The cast members (alongside Weeknd and Jourdan Dunn) are featured in an editorial for Vogue magazine where they talk about how the show has impacted their lives.
Read excerpts below.
Jussie Smollett on coming out in Empire and on Ellen: I talked to my mom and I talked to Lee and Taraji before I went on Ellen. Not for approval. But I respect and love them so much that their support means a lot. It’s deep and it’s happy and it’s sad and it’s strange—growing up, you are bred to feel alone. You’re trained to feel that you’re less than. And that’s when it’s the village’s job—and I don’t mean the West Village!—to cradle their arms around you and let you know that you’re not just OK, but you’re perfect.
Lee Daniels on the success of Empire: When you get put in a trash can and told you’re nothing at five years old, nothing scares you. You are fearless. You have to listen to your inner voice. And the minute you start listening to the establishment, and the minute you start buying into what ‘they’ believe, is when you lose. So you have to be willing to risk it all—all the time.

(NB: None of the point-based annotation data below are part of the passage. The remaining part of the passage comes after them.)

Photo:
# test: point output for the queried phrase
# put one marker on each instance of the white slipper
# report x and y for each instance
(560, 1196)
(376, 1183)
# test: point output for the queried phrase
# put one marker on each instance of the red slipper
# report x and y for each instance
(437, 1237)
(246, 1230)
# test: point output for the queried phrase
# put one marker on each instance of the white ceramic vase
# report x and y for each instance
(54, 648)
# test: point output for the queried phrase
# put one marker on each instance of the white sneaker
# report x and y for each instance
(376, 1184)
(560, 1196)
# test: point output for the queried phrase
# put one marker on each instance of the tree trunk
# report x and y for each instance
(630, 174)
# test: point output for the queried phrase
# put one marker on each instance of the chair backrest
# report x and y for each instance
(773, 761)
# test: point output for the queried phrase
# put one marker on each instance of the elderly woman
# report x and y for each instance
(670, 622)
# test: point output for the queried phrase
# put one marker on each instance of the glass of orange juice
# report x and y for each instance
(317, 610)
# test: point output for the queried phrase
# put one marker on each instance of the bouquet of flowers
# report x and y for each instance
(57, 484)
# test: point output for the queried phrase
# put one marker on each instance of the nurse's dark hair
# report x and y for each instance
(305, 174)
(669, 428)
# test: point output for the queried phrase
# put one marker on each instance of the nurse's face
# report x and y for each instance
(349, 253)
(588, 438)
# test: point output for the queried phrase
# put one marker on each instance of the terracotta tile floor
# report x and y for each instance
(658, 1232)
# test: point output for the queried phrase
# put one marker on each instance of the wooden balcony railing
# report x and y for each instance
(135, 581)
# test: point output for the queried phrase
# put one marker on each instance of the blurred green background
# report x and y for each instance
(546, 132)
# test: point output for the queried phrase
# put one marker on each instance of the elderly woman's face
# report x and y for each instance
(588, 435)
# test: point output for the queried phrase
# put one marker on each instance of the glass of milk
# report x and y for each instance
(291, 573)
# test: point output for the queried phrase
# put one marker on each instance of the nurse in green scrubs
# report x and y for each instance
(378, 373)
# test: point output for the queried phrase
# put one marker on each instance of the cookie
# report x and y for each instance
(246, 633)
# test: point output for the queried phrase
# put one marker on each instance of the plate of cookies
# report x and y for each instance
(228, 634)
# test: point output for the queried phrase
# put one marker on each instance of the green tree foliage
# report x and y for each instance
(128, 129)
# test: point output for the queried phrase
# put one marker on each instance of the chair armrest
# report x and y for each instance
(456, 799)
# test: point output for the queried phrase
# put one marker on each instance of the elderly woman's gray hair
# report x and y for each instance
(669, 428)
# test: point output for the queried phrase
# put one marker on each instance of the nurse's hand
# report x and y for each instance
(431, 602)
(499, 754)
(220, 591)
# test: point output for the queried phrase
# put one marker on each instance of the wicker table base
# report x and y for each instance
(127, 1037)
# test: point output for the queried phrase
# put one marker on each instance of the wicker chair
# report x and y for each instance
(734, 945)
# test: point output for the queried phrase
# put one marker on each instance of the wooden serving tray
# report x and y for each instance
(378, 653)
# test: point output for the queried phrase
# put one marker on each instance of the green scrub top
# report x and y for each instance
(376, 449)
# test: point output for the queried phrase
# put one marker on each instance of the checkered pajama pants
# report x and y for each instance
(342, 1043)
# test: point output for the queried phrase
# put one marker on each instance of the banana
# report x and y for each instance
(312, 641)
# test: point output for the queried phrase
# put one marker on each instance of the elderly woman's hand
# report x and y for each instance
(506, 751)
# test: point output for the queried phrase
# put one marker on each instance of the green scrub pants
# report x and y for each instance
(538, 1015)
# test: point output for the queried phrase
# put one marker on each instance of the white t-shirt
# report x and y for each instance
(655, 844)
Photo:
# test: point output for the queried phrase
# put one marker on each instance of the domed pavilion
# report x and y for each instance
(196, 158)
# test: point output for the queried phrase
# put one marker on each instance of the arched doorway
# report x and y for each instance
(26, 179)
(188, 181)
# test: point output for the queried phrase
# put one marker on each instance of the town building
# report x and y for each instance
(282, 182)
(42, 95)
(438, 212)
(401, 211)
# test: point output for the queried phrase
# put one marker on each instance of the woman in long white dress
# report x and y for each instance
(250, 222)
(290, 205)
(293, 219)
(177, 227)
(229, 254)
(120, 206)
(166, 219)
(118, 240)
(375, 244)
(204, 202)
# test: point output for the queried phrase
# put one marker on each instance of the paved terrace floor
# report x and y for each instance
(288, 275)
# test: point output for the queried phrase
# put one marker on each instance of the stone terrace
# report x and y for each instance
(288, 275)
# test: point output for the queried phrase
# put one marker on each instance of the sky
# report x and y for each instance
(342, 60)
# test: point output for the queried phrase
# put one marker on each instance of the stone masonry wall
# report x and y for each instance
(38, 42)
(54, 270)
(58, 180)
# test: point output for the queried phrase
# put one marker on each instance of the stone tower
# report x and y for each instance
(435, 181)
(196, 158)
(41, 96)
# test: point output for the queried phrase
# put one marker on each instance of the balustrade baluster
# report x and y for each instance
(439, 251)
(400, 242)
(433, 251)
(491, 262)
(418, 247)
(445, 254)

Terrence Howard on playing Homophobic Lucious: I’ll just be honest. I was raised behind the homophobic curtain. When I was like eight years old, my father stood me and my three brothers in front of him. ‘Are any of y’all some sissies? If I find out any of you are some sissies, I’ll cut your throat.’ From the moment when they had the guys kissing in the first 20 minutes of the pilot, I was like, ‘You’re going to lose everyone. Black people are going to change the channel! Men are going to change the channel!’ I had the same views that had been programmed into so many of us. And then Jussie became my best, best friend. It was like seeing life from a whole other perspective. I was never a bigot before. At least I didn’t think I was. But I was definitely prejudiced. I wouldn’t have allowed my son to have a gay friend . . . in the past. And now I’d be like, ‘That’s your friend.’ Something’s changed in me.